Are there any features that obviously will not help with this classification problem?

If you answer yes - ignore those features moving forward

Solution 3c

write your solution here

Given that we have both categorical and numeric features, let's start with the numerical features and see how well they can predict survival on the Titanic.

One note - for now we are going to exclude Age, because as you saw when you examined the data, there are some passengers that do not have any age information. This problem, known as "missing data" is one that we will deal with before the end of this problem.

Problem 3d

How accurately can the numeric features, Pclass, SibSp, Parch, and Fare predict survival on the Titanic? Use a $k = 7$ Nearest Neighbors model, and estimate the model accuracy using 10-fold cross validation.

Hint 1 - you'll want to redefine your features vector X

Hint 2 - you may find cross_val_score from scikit-learn helpful



In [ ]:

    
from sklearn.model_selection import cross_val_score

X = # complete

knn_clf = # complete

cv_results = cross_val_score( # complete

print('The accuracy from numeric features = {:.2f}%'.format(100*np.mean(cv_results)))

An accuracy of 68% isn't particularly inspiring. But, there's a lot of important information that we are excluding. As far as the Titanic is concerned, Kate and Leo taught us that female passengers are far more likely to survive, while male passengers are not. So, if we can include gender in the model then we may be able to achieve more accurate predictions.

Problem 3e

Create a new feature called gender that equals 1 for male passengers and 2 for female passengers. Add this feature to your dataframe, and include it in a kNN model with the other numeric features. Does the inclusion of this feature improve the 10-fold CV accuracy?



In [ ]:

    
gender = # complete
# complete

titanic_df['gender'] = gender

X = # complete

cv_results = cross_val_score( # complete

print('The accuracy when including gender = {:.2f}%'.format(100*np.mean(cv_results)))

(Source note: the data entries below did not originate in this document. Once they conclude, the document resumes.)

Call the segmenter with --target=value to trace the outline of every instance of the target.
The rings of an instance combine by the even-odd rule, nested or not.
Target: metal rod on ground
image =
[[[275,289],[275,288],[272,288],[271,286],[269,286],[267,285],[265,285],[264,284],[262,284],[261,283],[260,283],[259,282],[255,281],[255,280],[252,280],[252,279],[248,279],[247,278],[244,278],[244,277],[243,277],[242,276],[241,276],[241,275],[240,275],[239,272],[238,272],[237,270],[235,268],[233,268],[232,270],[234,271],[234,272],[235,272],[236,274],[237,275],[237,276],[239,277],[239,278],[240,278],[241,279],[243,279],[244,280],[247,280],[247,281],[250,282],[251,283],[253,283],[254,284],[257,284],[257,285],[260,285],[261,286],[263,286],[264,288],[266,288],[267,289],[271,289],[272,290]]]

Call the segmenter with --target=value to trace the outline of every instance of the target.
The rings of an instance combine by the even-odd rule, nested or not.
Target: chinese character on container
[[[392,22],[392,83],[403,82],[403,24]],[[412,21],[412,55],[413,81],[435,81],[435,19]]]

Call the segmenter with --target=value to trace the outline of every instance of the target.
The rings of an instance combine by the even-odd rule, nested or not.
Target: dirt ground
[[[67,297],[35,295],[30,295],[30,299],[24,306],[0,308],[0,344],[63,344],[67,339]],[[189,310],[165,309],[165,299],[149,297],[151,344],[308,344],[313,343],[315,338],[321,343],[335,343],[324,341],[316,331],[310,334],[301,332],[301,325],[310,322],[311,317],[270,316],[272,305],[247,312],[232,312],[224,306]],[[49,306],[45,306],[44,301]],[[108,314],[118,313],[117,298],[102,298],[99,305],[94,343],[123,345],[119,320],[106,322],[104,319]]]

A 14% improvement is pretty good! But, we can wrangle even more out of the gender feature. Recall that kNN models measure the Euclidean distance between sources, meaning the scale of each feature really matters. Given that the fare ranges from 0 up to 512.3292, the kNN model will see this feature as far more important than gender, for no other reason than the units that have been adopted.

If women are far more likely to survive than men, then we want to be sure that gender is weighted at least the same as all the other features, which we can do with a minmax scaler. As a brief reminder - a minmax scaler scales all values of a feature to be between 0 and 1 by subtracting the minimum value of each feature and then dividing by the maximum minus the minimum.

Problem 3f

Scale all the features from the previous problem using a minmax scaler and evaluate the CV accuracy of the kNN model.

Hint - you may find MinMaxScaler helpful



In [ ]:

    
from sklearn.preprocessing import MinMaxScaler

scaler = MinMaxScaler()
scaler.fit(X)
Xminmax = scaler.transform(X)

knn_clf = # complete

cv_results = cross_val_score( # complete

print('The accuracy when scaling features = {:.2f}%'.format(100*np.mean(cv_results)))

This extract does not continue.